Metadata-Version: 2.4
Name: videorag
Version: 0.1.0
Summary: Retrieve relevant transcript chunks from YouTube videos
Author-email: Atharva Deshmukh <atharvad38@gmail.com>
License: MIT
Keywords: youtube,transcript,rag,vector-search,faiss,nlp
Requires-Python: >=3.8
Description-Content-Type: text/markdown
License-File: LICENSE
Requires-Dist: langchain-community
Requires-Dist: langchain-text-splitters
Requires-Dist: youtube-transcript-api
Requires-Dist: faiss-cpu
Requires-Dist: sentence-transformers
Dynamic: license-file



# videorag

A simple Python library to extract and retrieve the most relevant transcript chunks from a **YouTube video** for a user query using vector search and semantic retrieval.
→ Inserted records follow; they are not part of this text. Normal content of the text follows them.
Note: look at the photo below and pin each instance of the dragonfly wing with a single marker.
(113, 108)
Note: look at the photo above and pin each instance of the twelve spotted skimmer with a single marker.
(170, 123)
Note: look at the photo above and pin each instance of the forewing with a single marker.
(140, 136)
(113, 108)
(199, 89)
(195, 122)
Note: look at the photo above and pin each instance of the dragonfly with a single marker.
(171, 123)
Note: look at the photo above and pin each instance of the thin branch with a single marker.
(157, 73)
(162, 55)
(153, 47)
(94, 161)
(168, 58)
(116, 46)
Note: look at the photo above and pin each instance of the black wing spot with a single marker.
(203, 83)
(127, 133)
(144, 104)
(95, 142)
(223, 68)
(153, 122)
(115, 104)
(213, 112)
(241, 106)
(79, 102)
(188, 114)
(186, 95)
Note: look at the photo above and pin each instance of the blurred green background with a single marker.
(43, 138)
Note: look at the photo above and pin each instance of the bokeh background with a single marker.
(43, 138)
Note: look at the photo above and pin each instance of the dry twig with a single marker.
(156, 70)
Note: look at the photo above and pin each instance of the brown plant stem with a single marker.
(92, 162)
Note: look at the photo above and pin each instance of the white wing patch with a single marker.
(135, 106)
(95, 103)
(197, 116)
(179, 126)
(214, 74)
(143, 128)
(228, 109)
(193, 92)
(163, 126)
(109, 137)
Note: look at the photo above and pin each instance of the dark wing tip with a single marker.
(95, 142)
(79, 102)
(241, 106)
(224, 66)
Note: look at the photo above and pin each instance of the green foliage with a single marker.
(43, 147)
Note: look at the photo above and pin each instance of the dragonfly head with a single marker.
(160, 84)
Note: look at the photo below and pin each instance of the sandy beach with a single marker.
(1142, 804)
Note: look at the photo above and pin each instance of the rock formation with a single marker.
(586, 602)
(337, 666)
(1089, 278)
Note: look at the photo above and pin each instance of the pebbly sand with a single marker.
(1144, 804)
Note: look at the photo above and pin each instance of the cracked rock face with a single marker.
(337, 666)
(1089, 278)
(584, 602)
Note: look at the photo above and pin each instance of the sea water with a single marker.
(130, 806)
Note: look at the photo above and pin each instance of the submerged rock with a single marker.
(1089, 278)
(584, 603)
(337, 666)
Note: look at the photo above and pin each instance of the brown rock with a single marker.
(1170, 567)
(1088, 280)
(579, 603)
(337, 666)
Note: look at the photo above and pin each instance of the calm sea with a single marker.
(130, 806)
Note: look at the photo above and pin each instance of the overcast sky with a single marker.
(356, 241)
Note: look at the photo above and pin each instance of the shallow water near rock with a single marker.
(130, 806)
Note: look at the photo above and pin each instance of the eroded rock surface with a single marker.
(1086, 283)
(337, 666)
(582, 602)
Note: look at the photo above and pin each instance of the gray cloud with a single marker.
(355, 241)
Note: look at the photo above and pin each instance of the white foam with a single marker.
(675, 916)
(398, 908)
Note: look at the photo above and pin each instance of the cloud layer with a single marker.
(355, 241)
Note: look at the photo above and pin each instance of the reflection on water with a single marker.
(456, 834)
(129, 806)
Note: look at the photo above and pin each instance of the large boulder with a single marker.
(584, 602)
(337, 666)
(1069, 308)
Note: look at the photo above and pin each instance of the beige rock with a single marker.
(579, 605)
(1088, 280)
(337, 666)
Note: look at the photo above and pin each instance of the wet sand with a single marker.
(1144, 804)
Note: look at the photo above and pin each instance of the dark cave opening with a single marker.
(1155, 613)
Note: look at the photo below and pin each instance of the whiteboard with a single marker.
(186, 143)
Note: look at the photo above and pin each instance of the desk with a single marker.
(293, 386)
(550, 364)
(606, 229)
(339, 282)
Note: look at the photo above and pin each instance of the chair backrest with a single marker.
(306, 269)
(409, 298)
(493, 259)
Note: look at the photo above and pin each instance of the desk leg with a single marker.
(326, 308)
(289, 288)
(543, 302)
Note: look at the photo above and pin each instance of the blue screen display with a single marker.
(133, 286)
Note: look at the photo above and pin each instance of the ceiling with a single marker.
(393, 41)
It helps developers quickly index video transcripts and answer questions about the video content.

---

## 🧠 What It Does

`videorag` fetches the transcript of a YouTube video and uses a **vector store with MMR retrieval** to find the most relevant text parts for a user query.
This makes it easy to build tools like video Q&A bots, summarizers, and RAG systems.

---

## 🚀 Features

* Automatically download YouTube transcripts (English first, fallback languages)
* Clean and split transcripts into searchable chunks
* Build a FAISS vector index for fast retrieval
* Retrieve top-k relevant chunks for a query
* Minimal and easy-to-use API

---

## 🧾 Installation

Install directly via `pip` in your Python environment:

```bash
pip install videorag
```

Or install from the local repository (after cloning):

```bash
pip install -e .
```

> Make sure you are using a virtual environment (`venv`) when installing dependencies. ([pyOpenSci][1])

---

## 📦 Usage Example

Here is a simple usage example in Python:

```python
from videorag import get_relevant_chunks_from_video

video_link = "https://www.youtube.com/watch?v=HbZD0XoN5fc"
query = "Who is Sunita Williams?"
k = 3

relevant_text = get_relevant_chunks_from_video(video_link, query, k)
print(relevant_text)
```

This returns the **top-k relevant transcript text chunks** that best match your query.

---

## 🛠️ How It Works

1. Fetch the **YouTube video transcript**
2. Clean and split it into chunks
3. Create or load a **FAISS vector index**
4. Run **MMR (Maximal Marginal Relevance)** to get diverse, relevant chunks

---

## 🧪 Contributing

Contributions are welcome! You can:

* Report bugs
* Suggest new features
* Improve documentation
* Add tests

Feel free to open issues or submit pull requests.



## Legal Notice

This software is provided under the MIT License. Users are responsible for 
complying with YouTube's Terms of Service when using this library. The author 
assumes no liability for how this library is used.